Melbourne Story- The Place of Koreans in Australia
- hwanks20046
- 19 hours ago
- 2 min read
The first place we settled after immigrating to Australia was Box Hill, about twenty-five minutes by train from Melbourne’s city center.
When you get off the train and ride the escalator up to street level, you arrive at a busy commercial area. On the ground floor are two large supermarkets — similar to Korea’s big discount stores — along with clothing shops, variety stores, a food court, and several produce markets.
Once you step outside the station, rows of single-story shops stretch along the street. Most of them are operated by Chinese business owners.
Melbourne’s city center has a well-established Chinatown. I visited it a few times, and its scale was far larger than the Chinatown in Incheon that I was familiar with. Box Hill, too, could easily be called a Chinatown in its own right.
The difference, however, lay in the background of the residents. While the city’s Chinatown was largely shaped by immigrants from mainland China, Box Hill was home mainly to people of Taiwanese origin.
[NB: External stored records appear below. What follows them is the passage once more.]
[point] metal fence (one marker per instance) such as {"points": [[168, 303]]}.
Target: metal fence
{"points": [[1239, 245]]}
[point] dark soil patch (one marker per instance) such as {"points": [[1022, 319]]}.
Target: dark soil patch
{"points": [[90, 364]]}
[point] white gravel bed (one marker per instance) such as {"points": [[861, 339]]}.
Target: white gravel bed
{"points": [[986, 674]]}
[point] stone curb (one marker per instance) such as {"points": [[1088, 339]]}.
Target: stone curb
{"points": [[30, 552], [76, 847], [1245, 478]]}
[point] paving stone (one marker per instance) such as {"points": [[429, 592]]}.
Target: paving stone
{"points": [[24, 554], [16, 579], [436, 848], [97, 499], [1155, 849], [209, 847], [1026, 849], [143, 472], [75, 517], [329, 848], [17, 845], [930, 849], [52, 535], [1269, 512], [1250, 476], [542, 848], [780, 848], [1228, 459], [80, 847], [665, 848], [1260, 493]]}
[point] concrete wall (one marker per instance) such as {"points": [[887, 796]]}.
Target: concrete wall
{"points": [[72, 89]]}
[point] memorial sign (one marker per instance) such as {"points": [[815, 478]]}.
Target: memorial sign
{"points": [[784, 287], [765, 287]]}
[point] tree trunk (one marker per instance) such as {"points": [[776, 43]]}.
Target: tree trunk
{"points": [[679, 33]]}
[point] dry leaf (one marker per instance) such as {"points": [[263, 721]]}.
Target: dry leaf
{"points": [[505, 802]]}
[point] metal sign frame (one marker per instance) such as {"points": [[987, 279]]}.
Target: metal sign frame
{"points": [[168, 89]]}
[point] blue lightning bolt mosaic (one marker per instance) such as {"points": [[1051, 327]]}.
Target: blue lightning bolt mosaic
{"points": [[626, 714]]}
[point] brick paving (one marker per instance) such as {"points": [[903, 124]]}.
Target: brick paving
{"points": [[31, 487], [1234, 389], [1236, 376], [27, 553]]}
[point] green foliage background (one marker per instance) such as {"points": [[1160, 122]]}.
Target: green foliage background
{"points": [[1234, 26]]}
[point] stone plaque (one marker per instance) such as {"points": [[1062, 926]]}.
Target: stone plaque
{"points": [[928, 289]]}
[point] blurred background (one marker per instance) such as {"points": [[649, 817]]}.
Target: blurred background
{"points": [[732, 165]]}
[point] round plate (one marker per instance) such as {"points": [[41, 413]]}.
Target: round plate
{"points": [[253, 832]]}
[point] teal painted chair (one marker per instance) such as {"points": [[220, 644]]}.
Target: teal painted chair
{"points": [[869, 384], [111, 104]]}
Between 2004 and 2005, about 120,000 people were granted permanent residency in Australia, excluding student and temporary work visas. Of these, around 26,000 were from the United Kingdom, 14,000 from China, 12,000 from India, and about 5,000 from South Africa. At the time, Koreans numbered only about 1,800.
By 2024–2025, the number of new permanent residents had increased to approximately 185,000. Indians accounted for about 48,000, followed by 20,000 Chinese, 11,000 Filipinos, 10,000 British, and 9,000 Pakistanis. The number of Koreans was so small that it barely appeared as a distinct figure in the statistics.

The Melbourne I encountered was very different from what we had imagined back in high school, when we heard stories about Australia as a “White Australia” where Asians would inevitably face discrimination.
After living here for more than sixteen years, using trains, trams, and buses countless times, that initial sense of unfamiliarity gradually disappeared. Now, daily life here feels no different from life in Korea. Living among people of many different backgrounds — Japanese, Chinese, Vietnamese, Greek, African, and others — has become so ordinary that it sometimes feels almost unremarkable.
Occasionally, stories about discrimination appear on YouTube or in the media. But neither I nor my family has personally experienced overt discrimination. There were a few moments when I felt ignored or dismissed, but in hindsight, those were often times when I had misunderstood what was being said because of my limited English. That kind of misunderstanding could happen anywhere.

When I take the bus in the morning, passengers greet the driver with a casual “Good morning.” When getting off, many people raise a hand and say “Thank you,” and the driver responds in kind — though this custom has become less common in recent years.
At the market, even the slightest bump is followed by a quick “I’m sorry.” It is rare to see people glaring at one another or picking fights. When I asked for directions, people used to pull out a thick street directory called Melway and explain the route in great detail, much as Koreans do when helping a foreigner back home.
The only problem was that I often could not fully understand those explanations.
I rarely felt discriminated against. What truly separated me from others was not race, but language.